Just so no one thinks I’m hysterical – this isn’t 1984. This is 2013. This is the information era, in which our lives are increasingly recorded, traceable, digitized. And in this era, no one should be surprised by the dilemma America faces in light of recent revelations.

Leaked documents published in June in The Guardian and The Washington Post reveal an ongoing National Security Agency (NSA) program entitled Prism, under which the NSA has access to the servers of major Internet corporations like Google, Microsoft and Apple, as well as users’ search histories, emails, chats, and file attachments. The NSA was also revealed to be collecting the phone records of every Verizon customer.

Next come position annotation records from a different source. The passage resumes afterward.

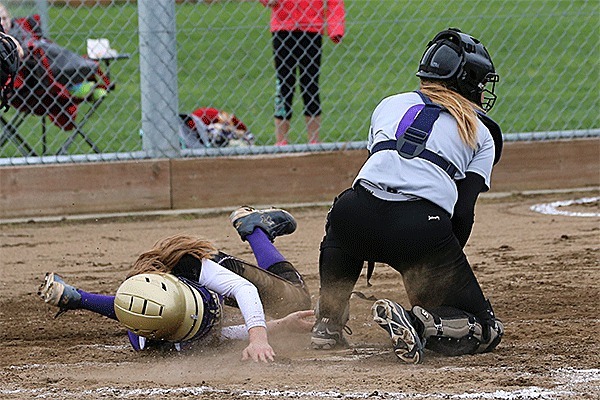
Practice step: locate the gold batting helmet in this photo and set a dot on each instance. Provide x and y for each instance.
(159, 306)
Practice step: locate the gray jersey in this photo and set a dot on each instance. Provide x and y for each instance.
(387, 172)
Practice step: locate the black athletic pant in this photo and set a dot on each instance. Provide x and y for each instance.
(413, 237)
(294, 52)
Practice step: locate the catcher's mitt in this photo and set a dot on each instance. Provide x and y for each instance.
(10, 62)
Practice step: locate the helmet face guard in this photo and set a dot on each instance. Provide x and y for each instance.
(463, 63)
(159, 306)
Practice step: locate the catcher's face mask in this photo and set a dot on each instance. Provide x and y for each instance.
(10, 62)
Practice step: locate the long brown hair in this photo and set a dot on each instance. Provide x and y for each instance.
(458, 106)
(167, 252)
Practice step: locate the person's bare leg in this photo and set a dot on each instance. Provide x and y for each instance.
(313, 125)
(282, 127)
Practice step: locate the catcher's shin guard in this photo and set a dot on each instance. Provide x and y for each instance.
(281, 290)
(454, 332)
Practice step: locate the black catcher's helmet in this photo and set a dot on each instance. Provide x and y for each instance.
(463, 63)
(10, 63)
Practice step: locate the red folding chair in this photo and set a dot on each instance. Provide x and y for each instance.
(42, 88)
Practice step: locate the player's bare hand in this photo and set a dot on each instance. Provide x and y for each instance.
(259, 349)
(259, 352)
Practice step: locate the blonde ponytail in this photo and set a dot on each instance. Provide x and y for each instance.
(459, 107)
(167, 252)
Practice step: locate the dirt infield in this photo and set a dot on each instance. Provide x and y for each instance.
(541, 272)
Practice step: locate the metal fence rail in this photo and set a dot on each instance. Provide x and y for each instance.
(181, 56)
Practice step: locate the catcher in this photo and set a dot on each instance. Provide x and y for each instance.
(174, 294)
(11, 54)
(412, 205)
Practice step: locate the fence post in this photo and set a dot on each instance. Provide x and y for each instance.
(158, 76)
(42, 6)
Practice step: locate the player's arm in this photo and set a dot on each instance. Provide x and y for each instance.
(464, 210)
(229, 284)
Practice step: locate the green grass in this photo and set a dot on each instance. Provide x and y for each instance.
(546, 53)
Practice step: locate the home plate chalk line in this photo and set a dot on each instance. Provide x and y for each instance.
(566, 382)
(554, 207)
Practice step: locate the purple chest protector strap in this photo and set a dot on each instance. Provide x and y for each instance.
(413, 132)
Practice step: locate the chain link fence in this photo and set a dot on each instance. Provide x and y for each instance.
(168, 58)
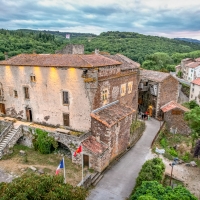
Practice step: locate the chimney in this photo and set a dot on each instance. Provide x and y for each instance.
(6, 55)
(96, 51)
(98, 138)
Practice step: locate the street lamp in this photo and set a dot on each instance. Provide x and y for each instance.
(172, 165)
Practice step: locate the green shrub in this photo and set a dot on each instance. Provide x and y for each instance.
(163, 142)
(44, 143)
(173, 152)
(151, 190)
(152, 170)
(43, 187)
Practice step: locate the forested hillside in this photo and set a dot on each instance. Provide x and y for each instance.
(136, 46)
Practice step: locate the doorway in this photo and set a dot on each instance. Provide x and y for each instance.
(29, 115)
(86, 160)
(2, 108)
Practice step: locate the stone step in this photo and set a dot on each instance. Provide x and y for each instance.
(97, 180)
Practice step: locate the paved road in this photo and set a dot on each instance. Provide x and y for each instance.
(119, 181)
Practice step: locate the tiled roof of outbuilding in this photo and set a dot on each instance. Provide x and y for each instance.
(193, 64)
(171, 105)
(96, 147)
(127, 63)
(112, 114)
(60, 60)
(196, 81)
(154, 75)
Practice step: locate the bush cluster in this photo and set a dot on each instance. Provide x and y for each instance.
(44, 187)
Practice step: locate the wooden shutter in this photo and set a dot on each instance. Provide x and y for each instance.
(65, 98)
(66, 119)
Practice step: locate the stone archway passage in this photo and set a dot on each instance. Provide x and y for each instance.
(63, 149)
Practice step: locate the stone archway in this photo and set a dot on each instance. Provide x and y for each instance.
(63, 149)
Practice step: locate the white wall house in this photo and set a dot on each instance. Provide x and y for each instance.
(195, 90)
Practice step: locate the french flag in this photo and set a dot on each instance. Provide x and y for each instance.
(60, 166)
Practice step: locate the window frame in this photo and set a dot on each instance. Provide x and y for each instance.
(64, 120)
(65, 100)
(26, 91)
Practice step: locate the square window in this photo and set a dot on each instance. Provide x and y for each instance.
(65, 97)
(65, 119)
(105, 96)
(26, 93)
(33, 79)
(130, 85)
(123, 90)
(15, 94)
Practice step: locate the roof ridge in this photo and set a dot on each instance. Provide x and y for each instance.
(79, 55)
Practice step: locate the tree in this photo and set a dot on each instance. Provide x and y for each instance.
(151, 190)
(193, 118)
(43, 187)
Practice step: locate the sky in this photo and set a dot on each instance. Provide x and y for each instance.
(168, 18)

In the aftermath, White House officials ran damage control, citing the surveillance as constitutional under the Patriot Act, as vital to national security and infuriatingly, as completely normal in the post-9/11 world.

Americans should be far more disturbed than they are now. The NSA is not specifically or even categorically targeting threats – it takes blanket access to every Internet user, every Verizon customer’s personal information. There is no method. There are unprecedentedly few constraints. It is true that much of this collated information goes unused – but that does not justify the policy of surveilling everyone and hoping to catch a break. White House claims of the programs’ indispensability are ill-substantiated and seem to rely on American apathy rather than evidence. And they are succeeding.

It is ironic to me that we, the nation paranoid of government overreach, are so silent now. Yes, Americans can be hypersensitive when it comes to government interference in private lives (I’m looking at you, healthcare and gun control). Yes, there is legitimate need for surveillance of potential threats. Yes, much of our personal information is already in the hands of others, either because we publicize ourselves online or because we grant it to a company in exchange for a service, like insurance (or, indeed, phone service) or because it is necessary for a government process, like taxes.

But this systematically unsystematic gathering of information makes my skin crawl. It exceeds rational limitations and abuses the availability of information to justify taking possession of it. To be clear, I’m not afraid of my government. I don’t believe that this sweeping surveillance will have much direct impact, positive or negative, on most Americans’ lives. But we should not forfeit our right to private information without just cause. I’m not astounded that with such unprecedented amounts of information at their fingertips, intelligence officials want all they can get. But we have to draw a line and limit surveillance to what is necessary and effective.

This isn’t the time to cry wolf on America turning into a dystopian police state. This is the time to urge a reevaluation of surveillance methods in the information age. It is the time be the “check” in checks and balances and exert our right of petition. Send a letter to our congressional representative, or more conveniently, sign the StopWatchingUs protest online and a sample letter will automatically be sent to Congress, demanding greater transparency, intelligence policy reform and investigation into the unnerving, unjustified and un-American actions of the NSA.